In Cast Away Tom Hanks (la cronaca ci informa che anche lui in questi giorni è positivo al coronavirus) è Chuck Noland, un ingegnere che dopo un incidente aereo finisce su un’isola deserta. Sopravvive con acqua di cocco e polpa di granchi, accendendo il fuoco, con mezzi di fortuna. Ma sopravvivere non è garanzia di riuscire a vivere. La solitudine ti può uccidere quasi quanto la mancanza di cibo. Così Chuck prende un pallone, lo trasforma in pupazzo, disegna col suo sangue i tratti di un volto e gli dà un nome: Wilson. È questo il modo con cui Chuck si salva dalla follia. È così: le neuroscienze ci hanno dimostrato in questi anni che la nostra è una mente relazionale.
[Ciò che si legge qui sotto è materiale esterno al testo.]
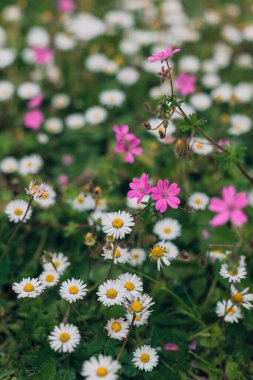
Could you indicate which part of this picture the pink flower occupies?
[57,0,76,13]
[176,73,196,96]
[147,46,181,62]
[27,94,44,108]
[127,173,152,203]
[33,47,54,65]
[209,186,249,227]
[24,110,44,129]
[115,133,142,164]
[164,343,180,351]
[151,179,180,213]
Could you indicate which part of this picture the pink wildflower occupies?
[147,46,181,62]
[127,173,152,203]
[209,186,249,227]
[24,110,44,129]
[27,94,44,108]
[176,73,196,96]
[33,47,54,65]
[151,179,180,213]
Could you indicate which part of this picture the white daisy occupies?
[48,323,81,352]
[231,285,253,309]
[4,199,32,223]
[60,278,87,303]
[187,193,209,210]
[97,280,125,306]
[130,248,147,267]
[118,273,143,297]
[19,154,43,175]
[43,252,70,274]
[192,137,213,156]
[102,244,130,264]
[149,241,179,270]
[1,157,18,174]
[105,318,129,340]
[39,269,60,287]
[132,345,158,372]
[126,310,151,327]
[72,193,96,212]
[102,211,135,239]
[81,355,121,380]
[216,300,242,323]
[12,277,45,298]
[154,218,181,240]
[220,264,247,283]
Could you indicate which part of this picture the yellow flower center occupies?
[112,218,124,228]
[151,245,164,259]
[23,282,34,293]
[232,293,243,304]
[14,207,23,216]
[131,301,142,313]
[140,354,150,363]
[106,289,117,298]
[125,281,135,290]
[45,274,54,282]
[59,332,70,343]
[97,367,108,377]
[112,322,121,332]
[69,285,79,294]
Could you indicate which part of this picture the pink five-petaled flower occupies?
[151,179,180,213]
[24,110,44,129]
[33,47,54,65]
[209,186,249,227]
[127,173,152,203]
[176,73,196,96]
[147,46,181,62]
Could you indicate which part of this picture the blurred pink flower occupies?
[209,186,249,227]
[164,343,180,351]
[175,73,196,96]
[127,173,152,203]
[24,110,44,129]
[151,179,180,213]
[147,46,181,62]
[33,47,54,65]
[57,0,76,13]
[27,94,44,108]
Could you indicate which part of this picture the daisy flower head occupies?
[60,278,87,303]
[149,241,179,270]
[216,300,242,323]
[188,193,209,210]
[231,285,253,309]
[4,199,32,223]
[48,323,81,352]
[72,193,96,212]
[151,179,180,213]
[118,273,143,297]
[105,318,129,340]
[97,280,125,307]
[220,264,247,283]
[132,345,158,372]
[124,293,154,316]
[39,269,60,287]
[81,355,121,380]
[12,277,45,298]
[154,218,181,240]
[102,211,135,239]
[43,252,70,274]
[130,248,147,267]
[102,244,130,264]
[127,173,152,203]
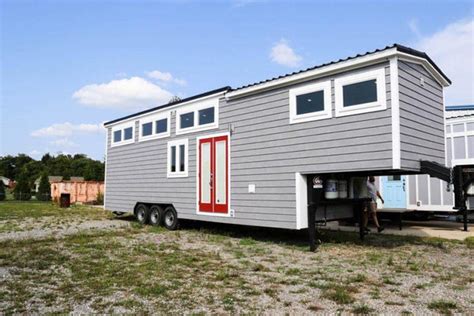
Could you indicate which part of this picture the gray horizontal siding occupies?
[398,61,445,171]
[106,63,392,228]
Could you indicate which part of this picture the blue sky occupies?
[0,0,474,159]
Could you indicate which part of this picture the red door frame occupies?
[198,135,229,214]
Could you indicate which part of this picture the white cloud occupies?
[31,122,104,137]
[146,70,186,86]
[72,77,173,109]
[28,149,43,159]
[414,19,474,105]
[408,19,421,37]
[49,138,79,147]
[270,39,303,67]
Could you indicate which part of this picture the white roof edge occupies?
[102,91,225,129]
[225,47,449,99]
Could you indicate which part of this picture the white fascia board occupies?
[225,47,450,99]
[105,91,225,128]
[398,52,451,87]
[390,56,401,169]
[226,48,397,99]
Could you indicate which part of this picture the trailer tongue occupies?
[307,160,474,251]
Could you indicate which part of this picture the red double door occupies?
[198,135,229,214]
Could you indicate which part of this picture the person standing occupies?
[364,176,385,233]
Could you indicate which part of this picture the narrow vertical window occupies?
[171,146,176,172]
[179,145,185,172]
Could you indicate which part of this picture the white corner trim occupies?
[289,80,332,124]
[196,132,231,217]
[390,57,401,169]
[334,67,387,117]
[138,111,171,142]
[295,172,308,229]
[103,128,108,211]
[166,138,189,178]
[110,121,135,147]
[176,97,219,135]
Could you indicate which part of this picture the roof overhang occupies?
[226,47,451,99]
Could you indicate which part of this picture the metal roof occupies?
[104,86,231,126]
[232,43,451,91]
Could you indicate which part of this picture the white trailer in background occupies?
[379,105,474,212]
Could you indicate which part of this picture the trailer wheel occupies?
[148,205,163,226]
[163,206,178,230]
[135,204,149,225]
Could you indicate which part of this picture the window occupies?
[199,107,214,125]
[114,130,122,143]
[123,127,133,140]
[167,138,188,178]
[334,68,387,116]
[342,80,377,107]
[179,112,194,129]
[453,123,464,133]
[155,119,168,134]
[289,81,332,124]
[176,96,219,135]
[138,111,170,141]
[142,122,153,136]
[111,122,135,147]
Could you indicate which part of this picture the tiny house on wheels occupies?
[104,44,450,235]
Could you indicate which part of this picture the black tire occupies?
[135,204,149,225]
[148,205,163,226]
[163,206,178,230]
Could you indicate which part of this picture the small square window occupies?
[180,112,194,128]
[114,130,122,143]
[296,91,324,115]
[142,122,153,136]
[342,79,377,107]
[155,119,168,134]
[123,127,133,140]
[199,107,214,125]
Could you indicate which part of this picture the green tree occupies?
[13,171,31,201]
[36,173,51,201]
[0,180,6,201]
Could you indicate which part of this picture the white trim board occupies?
[390,57,401,169]
[295,172,308,229]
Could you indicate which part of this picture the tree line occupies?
[0,153,105,200]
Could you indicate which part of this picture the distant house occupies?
[35,176,62,192]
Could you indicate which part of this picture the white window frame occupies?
[176,97,219,135]
[138,111,171,142]
[289,81,332,124]
[110,121,135,147]
[166,138,189,178]
[334,68,387,117]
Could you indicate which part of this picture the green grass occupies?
[428,300,457,315]
[0,201,112,221]
[352,304,374,315]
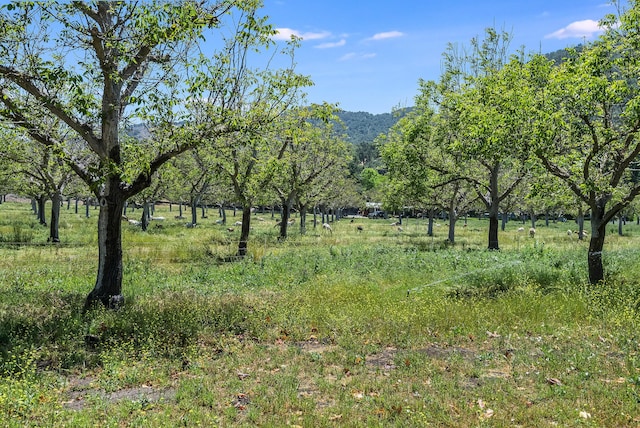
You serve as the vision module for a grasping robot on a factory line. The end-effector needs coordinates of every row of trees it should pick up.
[0,0,360,307]
[381,1,640,284]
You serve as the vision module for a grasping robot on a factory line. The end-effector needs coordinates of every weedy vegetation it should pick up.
[0,203,640,427]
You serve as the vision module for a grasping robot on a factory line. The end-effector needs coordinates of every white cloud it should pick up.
[367,31,404,40]
[340,52,376,61]
[273,28,331,40]
[545,19,603,39]
[316,39,347,49]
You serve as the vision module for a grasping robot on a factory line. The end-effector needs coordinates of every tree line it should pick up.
[379,1,640,284]
[0,0,640,308]
[0,0,360,309]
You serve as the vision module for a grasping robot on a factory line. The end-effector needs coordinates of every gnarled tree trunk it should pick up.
[587,206,607,285]
[85,183,127,310]
[47,192,62,242]
[238,205,251,257]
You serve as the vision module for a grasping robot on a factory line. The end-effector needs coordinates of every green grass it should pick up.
[0,203,640,427]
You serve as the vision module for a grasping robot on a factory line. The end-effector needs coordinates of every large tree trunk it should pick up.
[140,201,150,232]
[588,206,607,284]
[238,204,251,257]
[191,196,198,226]
[278,197,293,241]
[487,164,500,250]
[448,202,458,244]
[576,208,584,241]
[488,203,500,250]
[85,189,127,310]
[47,192,62,242]
[300,205,307,235]
[36,196,47,226]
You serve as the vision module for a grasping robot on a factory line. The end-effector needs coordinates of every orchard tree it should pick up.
[530,0,640,284]
[270,103,349,240]
[439,29,532,250]
[0,0,304,308]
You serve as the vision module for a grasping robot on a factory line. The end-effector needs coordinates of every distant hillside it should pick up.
[338,109,409,145]
[126,109,409,146]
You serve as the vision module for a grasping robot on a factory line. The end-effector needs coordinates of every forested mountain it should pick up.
[338,109,409,145]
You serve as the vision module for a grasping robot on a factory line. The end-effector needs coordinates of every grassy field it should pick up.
[0,203,640,427]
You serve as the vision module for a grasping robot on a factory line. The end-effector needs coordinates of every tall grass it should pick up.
[0,203,640,427]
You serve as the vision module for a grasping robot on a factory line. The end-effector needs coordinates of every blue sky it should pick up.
[264,0,616,113]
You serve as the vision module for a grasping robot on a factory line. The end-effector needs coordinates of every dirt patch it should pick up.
[296,339,338,354]
[365,345,475,370]
[62,378,176,410]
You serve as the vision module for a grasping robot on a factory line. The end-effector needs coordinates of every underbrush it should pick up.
[0,203,640,427]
Cresce, si sviluppa, si struttura, si stabilizza solo all’interno delle relazioni. La salute mentale non possiamo darcela da soli. Possiamo solo trovarla nell’incontro con l’altro. La solitudine ci renderebbe folli. E ci sono infinite ricerche che dimostrano come la deprivazione relazionale si trasformi velocemente e inevitabilmente in un problema di salute mentale.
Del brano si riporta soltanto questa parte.